Héctor Aguilar Camín
The major news item of the current elections is that Elba Esther Gordillo, former leader of the teachers’ union, imprisoned by Enrique Peña Nieto’s government, has openly declared her political allegiance to Andres Manuel Lopez Obrador to defeat Peña Nieto and the PRI in the upcoming elections in the State of Mexico—a mirror and forecast for many of what will happen in the 2018 presidential race.
It is unclear how much of her union power Gordillo still holds in the State of Mexico. Possibly little, as the leadership of Juan Diaz, who followed, has had the double benefit of the political profession and a view for the future.
Juan Diaz’s SNTE (teachers’ union) has embraced the commitment of the education reform, without confusing the union’s immediate interests with its long-term interests, which are for the future of Mexican education and its improvement.
However, Gordillo has reappeared at a particularly favorable time to weigh in the balance and to collect her accounts due from the government that imprisoned her.

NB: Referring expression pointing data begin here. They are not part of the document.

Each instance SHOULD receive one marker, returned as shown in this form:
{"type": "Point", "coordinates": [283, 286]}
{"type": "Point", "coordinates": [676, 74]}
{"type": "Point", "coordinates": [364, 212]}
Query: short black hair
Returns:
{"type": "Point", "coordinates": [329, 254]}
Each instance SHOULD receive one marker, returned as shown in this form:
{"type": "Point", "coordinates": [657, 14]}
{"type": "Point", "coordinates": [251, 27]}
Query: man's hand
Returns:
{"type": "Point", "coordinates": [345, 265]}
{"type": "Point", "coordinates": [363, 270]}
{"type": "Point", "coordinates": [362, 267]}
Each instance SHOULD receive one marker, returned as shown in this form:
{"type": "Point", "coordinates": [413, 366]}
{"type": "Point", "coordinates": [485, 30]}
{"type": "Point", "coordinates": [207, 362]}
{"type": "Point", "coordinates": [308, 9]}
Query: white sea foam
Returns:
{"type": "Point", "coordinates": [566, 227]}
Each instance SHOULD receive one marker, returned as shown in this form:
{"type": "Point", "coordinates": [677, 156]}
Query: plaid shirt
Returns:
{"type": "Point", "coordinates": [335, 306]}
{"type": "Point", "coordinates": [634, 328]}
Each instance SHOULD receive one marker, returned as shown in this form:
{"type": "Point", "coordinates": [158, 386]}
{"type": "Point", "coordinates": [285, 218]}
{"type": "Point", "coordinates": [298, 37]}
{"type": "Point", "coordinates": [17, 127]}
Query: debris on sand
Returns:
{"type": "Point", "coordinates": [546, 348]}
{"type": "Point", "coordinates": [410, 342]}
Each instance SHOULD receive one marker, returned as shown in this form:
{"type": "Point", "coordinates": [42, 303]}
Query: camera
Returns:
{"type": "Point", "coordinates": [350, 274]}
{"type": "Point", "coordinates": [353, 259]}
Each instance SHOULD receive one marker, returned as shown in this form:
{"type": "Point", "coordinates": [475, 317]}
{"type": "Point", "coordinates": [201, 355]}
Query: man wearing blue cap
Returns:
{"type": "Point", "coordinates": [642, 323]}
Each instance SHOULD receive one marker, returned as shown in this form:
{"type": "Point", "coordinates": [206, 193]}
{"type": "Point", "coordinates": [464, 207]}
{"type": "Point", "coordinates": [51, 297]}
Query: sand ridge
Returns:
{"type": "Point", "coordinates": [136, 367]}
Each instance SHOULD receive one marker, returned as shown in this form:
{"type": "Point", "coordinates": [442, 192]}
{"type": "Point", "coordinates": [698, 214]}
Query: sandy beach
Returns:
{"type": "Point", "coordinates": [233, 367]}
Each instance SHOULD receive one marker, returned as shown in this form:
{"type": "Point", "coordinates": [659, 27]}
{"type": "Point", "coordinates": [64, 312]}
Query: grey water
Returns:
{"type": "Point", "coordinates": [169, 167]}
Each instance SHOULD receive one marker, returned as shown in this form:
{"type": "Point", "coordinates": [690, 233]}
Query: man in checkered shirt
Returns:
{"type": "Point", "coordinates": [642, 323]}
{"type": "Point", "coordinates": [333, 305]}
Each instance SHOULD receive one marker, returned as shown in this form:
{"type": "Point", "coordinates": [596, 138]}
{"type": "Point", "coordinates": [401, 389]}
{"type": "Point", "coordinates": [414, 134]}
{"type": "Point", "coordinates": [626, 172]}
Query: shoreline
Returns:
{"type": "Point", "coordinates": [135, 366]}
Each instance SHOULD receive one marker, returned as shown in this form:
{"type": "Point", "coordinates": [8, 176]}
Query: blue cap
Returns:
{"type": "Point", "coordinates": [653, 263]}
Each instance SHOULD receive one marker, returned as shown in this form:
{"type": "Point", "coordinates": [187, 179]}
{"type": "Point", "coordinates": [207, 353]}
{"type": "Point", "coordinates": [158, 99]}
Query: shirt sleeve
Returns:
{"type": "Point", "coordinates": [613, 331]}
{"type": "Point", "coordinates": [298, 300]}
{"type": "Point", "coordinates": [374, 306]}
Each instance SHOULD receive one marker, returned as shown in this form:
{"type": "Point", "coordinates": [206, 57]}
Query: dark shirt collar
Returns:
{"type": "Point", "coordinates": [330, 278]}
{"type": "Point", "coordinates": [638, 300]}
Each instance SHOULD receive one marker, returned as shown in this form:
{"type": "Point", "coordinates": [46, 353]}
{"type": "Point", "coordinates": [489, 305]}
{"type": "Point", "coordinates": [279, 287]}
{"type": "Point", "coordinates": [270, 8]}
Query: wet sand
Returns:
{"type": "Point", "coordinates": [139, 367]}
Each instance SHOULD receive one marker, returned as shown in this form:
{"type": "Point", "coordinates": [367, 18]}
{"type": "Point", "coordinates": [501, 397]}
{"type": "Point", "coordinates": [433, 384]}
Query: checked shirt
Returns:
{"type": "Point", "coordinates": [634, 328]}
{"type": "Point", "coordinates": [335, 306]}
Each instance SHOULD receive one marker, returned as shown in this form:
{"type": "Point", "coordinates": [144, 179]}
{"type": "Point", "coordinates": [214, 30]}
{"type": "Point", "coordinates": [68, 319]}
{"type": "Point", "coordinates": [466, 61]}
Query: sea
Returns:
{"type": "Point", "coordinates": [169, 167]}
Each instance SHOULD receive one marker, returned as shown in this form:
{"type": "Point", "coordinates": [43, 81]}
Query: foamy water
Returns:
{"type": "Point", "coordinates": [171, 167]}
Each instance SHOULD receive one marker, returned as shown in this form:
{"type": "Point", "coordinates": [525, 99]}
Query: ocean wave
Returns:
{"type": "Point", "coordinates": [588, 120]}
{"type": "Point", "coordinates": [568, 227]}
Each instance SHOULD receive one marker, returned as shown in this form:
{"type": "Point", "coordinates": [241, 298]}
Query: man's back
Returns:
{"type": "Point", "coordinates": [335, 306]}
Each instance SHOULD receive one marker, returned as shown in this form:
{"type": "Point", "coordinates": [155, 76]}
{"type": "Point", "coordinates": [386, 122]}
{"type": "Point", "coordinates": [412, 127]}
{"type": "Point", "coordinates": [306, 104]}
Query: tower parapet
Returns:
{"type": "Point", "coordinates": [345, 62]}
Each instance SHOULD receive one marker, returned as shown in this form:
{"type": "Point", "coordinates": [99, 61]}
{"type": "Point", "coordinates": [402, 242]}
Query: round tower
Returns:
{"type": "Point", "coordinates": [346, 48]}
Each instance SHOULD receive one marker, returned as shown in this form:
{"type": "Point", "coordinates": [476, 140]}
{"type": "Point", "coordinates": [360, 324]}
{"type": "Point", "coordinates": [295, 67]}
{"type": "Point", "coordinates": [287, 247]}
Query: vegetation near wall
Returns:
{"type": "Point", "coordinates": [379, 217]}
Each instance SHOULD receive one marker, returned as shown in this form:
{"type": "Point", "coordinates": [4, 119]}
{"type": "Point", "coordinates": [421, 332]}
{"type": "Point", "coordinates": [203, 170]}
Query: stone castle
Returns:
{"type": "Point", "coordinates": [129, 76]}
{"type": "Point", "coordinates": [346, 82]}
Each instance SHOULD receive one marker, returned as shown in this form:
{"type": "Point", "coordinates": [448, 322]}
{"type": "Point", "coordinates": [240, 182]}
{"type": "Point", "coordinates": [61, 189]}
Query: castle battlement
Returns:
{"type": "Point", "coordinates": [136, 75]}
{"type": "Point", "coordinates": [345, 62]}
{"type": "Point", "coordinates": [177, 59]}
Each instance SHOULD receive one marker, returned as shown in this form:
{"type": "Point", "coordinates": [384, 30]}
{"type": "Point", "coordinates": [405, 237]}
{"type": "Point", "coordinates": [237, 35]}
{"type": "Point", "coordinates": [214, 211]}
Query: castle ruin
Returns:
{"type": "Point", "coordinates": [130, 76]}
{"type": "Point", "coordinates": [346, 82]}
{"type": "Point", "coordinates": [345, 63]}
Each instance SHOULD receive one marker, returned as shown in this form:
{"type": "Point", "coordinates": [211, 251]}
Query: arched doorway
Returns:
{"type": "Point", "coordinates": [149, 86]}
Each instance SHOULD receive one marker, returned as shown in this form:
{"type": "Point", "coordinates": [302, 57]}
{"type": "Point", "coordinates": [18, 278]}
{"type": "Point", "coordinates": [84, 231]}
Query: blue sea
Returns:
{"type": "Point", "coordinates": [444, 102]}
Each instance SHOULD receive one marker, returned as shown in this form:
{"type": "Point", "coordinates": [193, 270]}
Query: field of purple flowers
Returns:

She does so with undoubted strength and casting her whole lot in the balance. Her lot, at this time, includes former SNTE Secretary Rafael Ochoa and son-in-law Fernando Gonzalez, former Minister of Education, who have shown their support for Morena’s candidate for governor, Delfina Gomez, also a teacher and former union leader. What a family quarrel.
Ochoa said in the Sunday rally for Delfina:
“In the State of Mexico, always governed by the same party, and what’s even worse, by the same family, we can’t allow this to continue. We can’t allow another Peña, another Eruviel, now under the guize of Del Mazo, to keep us hostage while they continue to ransack the future of our people.”
The experts say that the PRI’s advantage in the State of Mexico, what will finally earn it the victory, is the so-called “electoral operation”: transporting voters, surveying the booths, land domination, etcetera.
These same experts know that none do this as well as the masters. The rift within the SNTE is a bad sign for the PRI in this year’s elections in the State of Mexico, and in the purely Mexican elections of next year.
Text translated by the Instituto VIF from the original published by Milenio.